Subjects are free to waive their Miranda rights (and the majority of individuals do), although the history of how this waiver may be portrayed has altered significantly. Originally, it was on the burden of the prosecution to show that the waiver had been made. Later, it was the responsibility of the subject to affirmatively assert their rights by “clear” and “unambiguous” language or actions. Failure to do so is a presumption that waiver had occurred. The following case illustrates the difference between the federal standard and some narrower limitations state constitutions may create.

Commonwealth v. Clarke

960 N.E.2d 306 (Mass. 2012).


Whether Clarke made an unambiguous invocation of his rights.


Federal Rule: A suspect must unambiguously invoke the right to counsel or the right to silence. If the suspect invokes their rights, officers could resume questioning if (1) honored the original request, (2) resumes after a long break, and (3) the scope of the questioning is about a different crime. See Mosley

Massachusetts Rule: Has broader protections for subjects. If the waiver is ambiguous, the police must ask a clarifying question to determine the subject’s intent to waive their rights.

If the subject invokes their rights, the request must be “scrupulously honored.”


This was an unambiguous assertion of rights, affirmed.


Clarke was detained for indecent assault and battery that occurred on a sub stay station. During the interrogation, Clarke was informed of his rights and he asked what would happen if he elected not to speak. One officer answered “nothing,” and asked,” So you don’t want to speak?” To this the subject shook his head in a negative manner. Hoping to clarify some points, another officer explained that the defendant would still be charged and could still be detained. Confused, the subject agreed to talk and confessed during the discussions.

At trial, the evidence was suppressed because the subject had shook his head.
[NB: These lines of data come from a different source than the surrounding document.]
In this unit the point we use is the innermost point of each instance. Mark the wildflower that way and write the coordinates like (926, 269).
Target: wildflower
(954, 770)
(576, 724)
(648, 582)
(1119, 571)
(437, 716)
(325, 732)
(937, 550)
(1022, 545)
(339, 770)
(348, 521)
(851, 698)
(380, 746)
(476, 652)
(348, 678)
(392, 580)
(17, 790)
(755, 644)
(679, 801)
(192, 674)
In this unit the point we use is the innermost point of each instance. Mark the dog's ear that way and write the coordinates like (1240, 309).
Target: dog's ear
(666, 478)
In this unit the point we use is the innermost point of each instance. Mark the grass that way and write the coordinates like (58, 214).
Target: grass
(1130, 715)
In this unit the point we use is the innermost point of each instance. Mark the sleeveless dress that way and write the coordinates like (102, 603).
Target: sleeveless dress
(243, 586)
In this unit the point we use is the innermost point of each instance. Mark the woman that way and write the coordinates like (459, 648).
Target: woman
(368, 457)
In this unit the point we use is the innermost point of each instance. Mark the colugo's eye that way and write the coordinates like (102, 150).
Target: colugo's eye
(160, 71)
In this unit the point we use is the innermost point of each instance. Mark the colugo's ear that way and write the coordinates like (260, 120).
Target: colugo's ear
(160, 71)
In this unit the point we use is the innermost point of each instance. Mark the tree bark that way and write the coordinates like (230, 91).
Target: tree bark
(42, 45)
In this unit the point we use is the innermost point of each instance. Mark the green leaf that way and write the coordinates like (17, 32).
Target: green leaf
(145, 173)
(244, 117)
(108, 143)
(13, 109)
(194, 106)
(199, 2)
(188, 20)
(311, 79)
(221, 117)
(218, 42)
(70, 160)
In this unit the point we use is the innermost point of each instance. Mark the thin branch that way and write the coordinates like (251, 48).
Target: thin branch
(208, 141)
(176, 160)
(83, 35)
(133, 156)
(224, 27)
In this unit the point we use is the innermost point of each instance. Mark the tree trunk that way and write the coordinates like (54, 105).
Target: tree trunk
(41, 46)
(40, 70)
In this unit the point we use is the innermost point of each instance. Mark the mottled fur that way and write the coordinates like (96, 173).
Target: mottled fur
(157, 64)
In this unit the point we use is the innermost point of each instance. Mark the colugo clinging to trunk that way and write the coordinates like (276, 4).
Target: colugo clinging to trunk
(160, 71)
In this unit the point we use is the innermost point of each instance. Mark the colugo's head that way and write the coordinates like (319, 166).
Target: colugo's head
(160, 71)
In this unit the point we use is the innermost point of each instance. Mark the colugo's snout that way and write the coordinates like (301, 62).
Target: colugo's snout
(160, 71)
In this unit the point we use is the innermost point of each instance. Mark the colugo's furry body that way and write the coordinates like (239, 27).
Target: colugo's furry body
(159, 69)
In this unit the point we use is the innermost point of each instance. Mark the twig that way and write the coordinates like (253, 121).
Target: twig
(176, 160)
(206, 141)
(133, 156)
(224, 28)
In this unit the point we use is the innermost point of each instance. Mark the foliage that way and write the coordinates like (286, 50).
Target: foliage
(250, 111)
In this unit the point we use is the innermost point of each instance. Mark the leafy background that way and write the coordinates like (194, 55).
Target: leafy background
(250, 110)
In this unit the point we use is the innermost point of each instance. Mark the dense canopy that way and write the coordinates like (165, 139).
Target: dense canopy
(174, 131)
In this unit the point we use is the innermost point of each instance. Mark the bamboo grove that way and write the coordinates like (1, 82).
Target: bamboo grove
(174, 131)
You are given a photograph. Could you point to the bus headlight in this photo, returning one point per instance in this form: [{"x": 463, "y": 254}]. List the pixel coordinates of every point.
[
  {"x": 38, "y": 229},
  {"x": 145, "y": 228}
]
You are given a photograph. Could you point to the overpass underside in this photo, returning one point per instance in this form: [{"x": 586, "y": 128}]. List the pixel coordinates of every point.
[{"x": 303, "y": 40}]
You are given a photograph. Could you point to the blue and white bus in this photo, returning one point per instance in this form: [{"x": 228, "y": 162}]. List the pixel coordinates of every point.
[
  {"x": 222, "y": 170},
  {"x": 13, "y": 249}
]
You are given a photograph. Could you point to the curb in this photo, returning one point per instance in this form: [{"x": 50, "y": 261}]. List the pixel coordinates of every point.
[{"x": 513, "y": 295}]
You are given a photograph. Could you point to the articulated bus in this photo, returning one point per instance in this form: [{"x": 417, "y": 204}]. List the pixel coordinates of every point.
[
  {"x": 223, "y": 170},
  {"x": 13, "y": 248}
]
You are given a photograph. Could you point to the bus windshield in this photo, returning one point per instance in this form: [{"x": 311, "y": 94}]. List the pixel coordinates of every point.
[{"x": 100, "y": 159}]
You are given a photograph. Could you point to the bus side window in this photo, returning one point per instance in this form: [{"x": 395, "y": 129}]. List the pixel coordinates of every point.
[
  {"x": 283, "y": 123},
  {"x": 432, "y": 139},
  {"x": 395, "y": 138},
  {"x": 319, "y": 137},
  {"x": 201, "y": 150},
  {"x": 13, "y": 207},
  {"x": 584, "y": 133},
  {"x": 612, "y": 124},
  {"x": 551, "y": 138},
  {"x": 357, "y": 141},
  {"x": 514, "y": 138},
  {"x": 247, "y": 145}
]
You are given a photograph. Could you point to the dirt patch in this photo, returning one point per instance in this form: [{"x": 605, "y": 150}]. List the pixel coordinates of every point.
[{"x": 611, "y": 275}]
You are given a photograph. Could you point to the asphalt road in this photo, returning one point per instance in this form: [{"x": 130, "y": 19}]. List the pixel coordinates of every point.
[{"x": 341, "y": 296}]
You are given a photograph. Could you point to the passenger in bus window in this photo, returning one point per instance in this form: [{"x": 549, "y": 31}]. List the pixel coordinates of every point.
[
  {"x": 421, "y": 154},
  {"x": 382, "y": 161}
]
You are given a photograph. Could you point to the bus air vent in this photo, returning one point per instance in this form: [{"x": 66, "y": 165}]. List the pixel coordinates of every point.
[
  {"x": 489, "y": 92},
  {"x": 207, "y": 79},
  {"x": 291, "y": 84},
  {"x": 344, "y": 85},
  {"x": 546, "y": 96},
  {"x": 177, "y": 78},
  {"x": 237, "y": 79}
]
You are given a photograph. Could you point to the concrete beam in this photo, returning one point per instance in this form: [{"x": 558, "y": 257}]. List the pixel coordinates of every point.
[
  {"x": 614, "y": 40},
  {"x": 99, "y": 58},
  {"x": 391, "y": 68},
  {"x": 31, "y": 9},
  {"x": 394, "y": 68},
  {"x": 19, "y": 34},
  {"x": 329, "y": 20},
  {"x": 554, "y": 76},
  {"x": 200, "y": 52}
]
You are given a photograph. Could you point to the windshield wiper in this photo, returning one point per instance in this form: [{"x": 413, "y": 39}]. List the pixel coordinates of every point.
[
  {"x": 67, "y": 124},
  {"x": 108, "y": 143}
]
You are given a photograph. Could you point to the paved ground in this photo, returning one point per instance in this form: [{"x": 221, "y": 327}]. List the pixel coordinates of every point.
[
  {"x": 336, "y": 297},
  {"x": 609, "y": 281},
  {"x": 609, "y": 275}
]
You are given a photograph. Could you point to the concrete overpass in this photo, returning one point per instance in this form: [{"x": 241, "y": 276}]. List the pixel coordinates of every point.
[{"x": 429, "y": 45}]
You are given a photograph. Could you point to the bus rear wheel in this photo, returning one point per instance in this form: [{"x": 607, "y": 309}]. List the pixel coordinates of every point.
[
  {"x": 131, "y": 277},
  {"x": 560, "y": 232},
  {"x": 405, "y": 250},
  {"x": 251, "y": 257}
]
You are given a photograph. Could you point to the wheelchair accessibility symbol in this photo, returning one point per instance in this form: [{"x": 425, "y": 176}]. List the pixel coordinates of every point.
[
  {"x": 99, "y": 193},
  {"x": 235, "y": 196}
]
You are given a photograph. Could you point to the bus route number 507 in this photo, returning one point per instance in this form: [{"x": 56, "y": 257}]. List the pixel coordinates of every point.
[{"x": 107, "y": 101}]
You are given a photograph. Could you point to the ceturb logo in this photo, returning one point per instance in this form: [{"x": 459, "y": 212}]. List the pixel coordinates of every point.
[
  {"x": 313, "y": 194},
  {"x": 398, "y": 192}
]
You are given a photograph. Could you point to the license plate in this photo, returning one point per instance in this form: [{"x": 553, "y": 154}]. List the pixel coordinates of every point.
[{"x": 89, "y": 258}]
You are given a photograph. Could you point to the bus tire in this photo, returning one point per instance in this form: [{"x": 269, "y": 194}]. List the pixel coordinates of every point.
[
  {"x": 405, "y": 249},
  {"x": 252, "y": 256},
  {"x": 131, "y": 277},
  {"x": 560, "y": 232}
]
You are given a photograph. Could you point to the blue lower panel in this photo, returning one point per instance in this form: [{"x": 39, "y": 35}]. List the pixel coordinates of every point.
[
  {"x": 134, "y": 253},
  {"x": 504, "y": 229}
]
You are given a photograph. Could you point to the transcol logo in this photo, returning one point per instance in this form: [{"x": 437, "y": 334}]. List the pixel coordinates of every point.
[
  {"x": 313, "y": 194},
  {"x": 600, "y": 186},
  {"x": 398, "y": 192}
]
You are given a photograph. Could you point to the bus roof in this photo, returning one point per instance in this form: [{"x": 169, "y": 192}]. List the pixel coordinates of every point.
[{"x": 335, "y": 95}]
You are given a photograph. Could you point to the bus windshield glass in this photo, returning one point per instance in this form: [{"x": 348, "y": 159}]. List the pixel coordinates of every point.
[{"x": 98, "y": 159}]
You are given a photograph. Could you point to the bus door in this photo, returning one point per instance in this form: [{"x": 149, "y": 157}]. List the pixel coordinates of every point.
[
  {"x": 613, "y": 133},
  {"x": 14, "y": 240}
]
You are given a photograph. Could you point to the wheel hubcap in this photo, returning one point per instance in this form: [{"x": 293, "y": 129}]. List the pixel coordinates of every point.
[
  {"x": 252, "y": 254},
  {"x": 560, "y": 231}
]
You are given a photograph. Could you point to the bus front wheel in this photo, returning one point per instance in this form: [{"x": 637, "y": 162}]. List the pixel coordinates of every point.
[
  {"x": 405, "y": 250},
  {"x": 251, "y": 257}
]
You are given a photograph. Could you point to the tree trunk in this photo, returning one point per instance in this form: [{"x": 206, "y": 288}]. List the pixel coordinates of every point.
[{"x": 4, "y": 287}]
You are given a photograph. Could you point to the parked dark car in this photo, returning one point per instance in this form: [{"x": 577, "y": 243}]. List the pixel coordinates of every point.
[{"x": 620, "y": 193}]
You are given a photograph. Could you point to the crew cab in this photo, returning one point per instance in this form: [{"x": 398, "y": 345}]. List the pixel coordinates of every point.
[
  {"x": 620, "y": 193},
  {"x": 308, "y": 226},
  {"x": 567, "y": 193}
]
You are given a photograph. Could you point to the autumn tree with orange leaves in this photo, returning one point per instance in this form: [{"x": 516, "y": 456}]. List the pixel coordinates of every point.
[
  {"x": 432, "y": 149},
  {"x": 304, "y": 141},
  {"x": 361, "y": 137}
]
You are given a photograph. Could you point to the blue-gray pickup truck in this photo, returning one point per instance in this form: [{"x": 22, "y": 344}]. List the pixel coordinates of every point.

Originally, Miranda said “If the defendant indicates in any manner, at any time prior or during questioning, that he wishes to remain silent, questioning must cease.” This test changed with Thompkins (silence) and Davis (counsel). In Thompkins, the defendant had remained silent for nearly three hours before saying one incriminating word. However, this was not an unambiguous assertion of rights.

In this case and application of the federal rule, there was an unambiguous assertion of rights. “Do you want to speak?” *Shakes head.* The next question is, did they honor that request? No, they continued questioning right after about the same crime.

As the state rule is more protective of defendants, it is clearly a violation of the state constitution too.

State v. Ortega

798 N.W.2d 59 (Minn. 2011).

As the subject is charged with murder, he asks, “[A]m I supposed to have a lawyer here?” He then received clarification before signing a form waiving his rights before questioning.

The question here is whether this is an invocation of rights or a request for clarifying information. Under the federal rule, this is not an assertion (ambiguous, could have been interpreted either way). The Minnesota court requires the clarifying question approach (see Clarke) and the clarification occurs here.

Examples of ambiguous assertions:

  • Do I need an attorney?
  • Maybe I should talk to a lawyer.

State v. Reed

627 A.2d 630 (N.J. 1993).

Reed had discovered a coworker’s body. Varga, Reed’s girlfriend, called the police about the discovery. Varga called an attorney to represent Reed. However, Reed was never informed that Varga had retained a lawyer. After waiving his rights and subsequent interviews, Reed confessed to murdering the coworker.

Under the federal rule, there is no need to inform Reed that an attorney had been retained by a third party because the information does not affect the subject’s personal waiver of rights. See Moran v. Burbine, 475 U.S. 412 (1986). The story is different if the subject has a lawyer previously retained because the subject would not knowingly waive their rights. Most states (not Iowa though) have rejected the Moran approach.

In New Jersey, the court rejected Moran and said the police must inform the subject about an attorney arrival.

State v. Cleary

641 A.2d 102 (Vt. 1994).

Cleary broke into the home and then fled. Later he was pulled over and arrested. Clearly had his rights read to him and waived those rights before confessing to a crime. Later, a psychiatrist determined that Clearly had the mental age of a 10–12 year old, and would have difficulty understanding the language of the Miranda warning. However, Clearly also ran a logging business, including the ability to handle transactions for that business.

Test: Does the subject understand the warning, considering their intelligence and education. This is a subjective test for the specific defendant. Fare v. Michael C., U.S. (1979). Here, this is a valid waiver of the Miranda rights.

Also consider the following, where the statements were all admitted despite the capacity to do so. Colorado v. Connelly, 479 U.S. 157 (1986) (psychosis); Fare v. Michael C., 442 U.S. 707 (1979); People v. Jimenez, 863 P.2d 981 (Colo. 1993) (language); State v. Keith, 628 A.2d 1247 (Vt. 1993) (intoxication).


The content contained in this article may contain inaccuracies and is not intended to reflect the opinions, views, beliefs, or practices of any academic professor or publication. Instead, this content is a reflection on the author’s understanding of the law and legal practices.